Bone marrow aspirate from a 11 year-old, female-spayed, Dachshund. The patient was evaluated by her primary care veterinarian for chronically repeating nose bleeds. On bloodwork the patient was found to have a total protein of 11.8 g/dL (normal < 7.6 g/dL!). Only so many diseases cause such a marked increase in protein, so to they marrow they went…
Almost 50% of the cells in the bone marrow were these plasma cells (red arrow). Recall plasma cells are the lymphocyte variant that produce antibodies. And they have a GORGEOUS blue hued cytoplasm with a pearled center (the golgi zone). Often plasma cells will stick together - the thought is that all the antibody they are producing and have on their membranes sort of act like Velcro :-P 50% is WAY too many - <2% of your marrow cells should be plasma cells.

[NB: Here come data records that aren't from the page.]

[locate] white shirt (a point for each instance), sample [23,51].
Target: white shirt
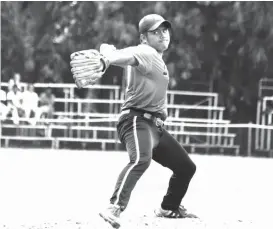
[3,95]
[15,98]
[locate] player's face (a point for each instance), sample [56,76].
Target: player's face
[159,39]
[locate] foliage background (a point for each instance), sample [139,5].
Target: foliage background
[225,47]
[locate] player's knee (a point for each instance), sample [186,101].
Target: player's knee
[144,163]
[192,169]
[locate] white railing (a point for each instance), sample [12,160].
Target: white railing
[265,95]
[239,134]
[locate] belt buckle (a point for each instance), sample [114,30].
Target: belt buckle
[159,122]
[147,116]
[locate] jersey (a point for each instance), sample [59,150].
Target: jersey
[147,83]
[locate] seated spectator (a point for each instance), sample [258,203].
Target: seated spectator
[14,104]
[30,101]
[3,105]
[46,105]
[16,80]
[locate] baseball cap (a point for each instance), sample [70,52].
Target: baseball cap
[151,22]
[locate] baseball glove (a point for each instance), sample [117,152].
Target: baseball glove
[88,66]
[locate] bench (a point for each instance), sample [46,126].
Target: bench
[7,139]
[110,132]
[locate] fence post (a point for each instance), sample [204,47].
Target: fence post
[249,139]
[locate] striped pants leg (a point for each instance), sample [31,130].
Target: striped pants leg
[140,137]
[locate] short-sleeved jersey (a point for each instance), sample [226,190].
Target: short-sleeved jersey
[147,82]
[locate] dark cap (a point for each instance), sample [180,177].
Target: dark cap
[151,22]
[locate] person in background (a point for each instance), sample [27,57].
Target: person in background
[14,104]
[46,105]
[3,105]
[16,80]
[30,101]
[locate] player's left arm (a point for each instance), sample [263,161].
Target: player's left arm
[118,57]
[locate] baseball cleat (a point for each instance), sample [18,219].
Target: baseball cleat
[181,212]
[111,215]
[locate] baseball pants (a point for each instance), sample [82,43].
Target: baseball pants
[145,141]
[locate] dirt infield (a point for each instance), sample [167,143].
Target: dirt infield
[66,189]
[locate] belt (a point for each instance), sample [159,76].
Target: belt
[157,121]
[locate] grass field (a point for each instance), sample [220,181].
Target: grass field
[66,190]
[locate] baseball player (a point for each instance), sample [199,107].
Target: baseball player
[141,123]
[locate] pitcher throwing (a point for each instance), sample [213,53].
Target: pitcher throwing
[141,124]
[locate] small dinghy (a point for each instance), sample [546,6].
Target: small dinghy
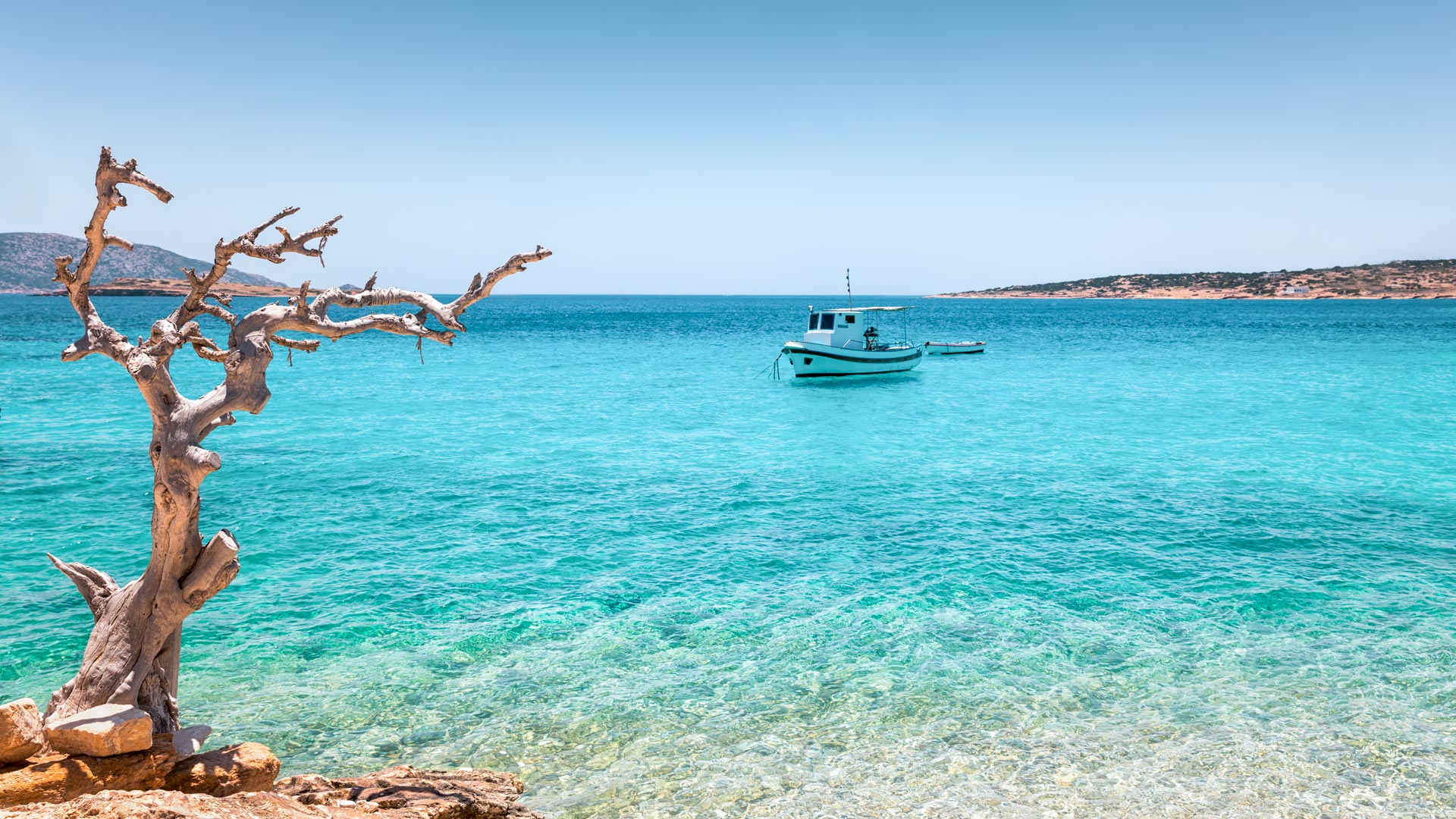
[954,347]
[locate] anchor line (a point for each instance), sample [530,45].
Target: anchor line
[775,365]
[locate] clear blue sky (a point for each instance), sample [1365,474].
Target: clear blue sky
[750,148]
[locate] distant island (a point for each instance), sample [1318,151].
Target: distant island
[28,264]
[1427,279]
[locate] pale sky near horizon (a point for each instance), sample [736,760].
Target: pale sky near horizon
[748,148]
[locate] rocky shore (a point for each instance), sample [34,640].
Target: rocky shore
[107,764]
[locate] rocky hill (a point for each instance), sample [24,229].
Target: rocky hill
[28,262]
[1429,279]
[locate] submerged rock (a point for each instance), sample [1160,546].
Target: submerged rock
[237,768]
[395,793]
[20,730]
[104,730]
[408,792]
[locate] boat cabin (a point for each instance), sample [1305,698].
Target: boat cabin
[843,327]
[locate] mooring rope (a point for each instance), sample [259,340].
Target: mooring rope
[775,365]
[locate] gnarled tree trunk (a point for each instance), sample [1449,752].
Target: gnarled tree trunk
[136,640]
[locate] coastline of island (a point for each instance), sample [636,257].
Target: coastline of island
[1423,279]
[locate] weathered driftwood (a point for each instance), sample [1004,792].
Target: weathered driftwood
[133,651]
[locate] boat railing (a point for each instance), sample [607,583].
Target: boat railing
[878,346]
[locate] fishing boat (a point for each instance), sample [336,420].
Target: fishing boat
[954,347]
[845,343]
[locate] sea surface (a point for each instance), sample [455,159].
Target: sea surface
[1141,558]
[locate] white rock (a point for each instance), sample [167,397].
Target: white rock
[190,741]
[20,730]
[104,730]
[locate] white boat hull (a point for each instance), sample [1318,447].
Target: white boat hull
[817,360]
[954,347]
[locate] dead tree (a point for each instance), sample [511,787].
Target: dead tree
[134,646]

Diagnosis: Plasma cell myeloma! Which is almost synonymous with multiple myeloma. To diagnosis multiple myeloma your patient must have 2 of the 4: increase bone marrow plasma cells, monoclonal blood gammopathy, osteolytic lesions in bone, or antibody fragments in urine (the Bence-Jones proteins!) This poor dog also had the osteolytic lesions and monoclonal gammopathy. Prognosis is relatively good for a canine cancer, with a median survival of 1 year post-diagnosis.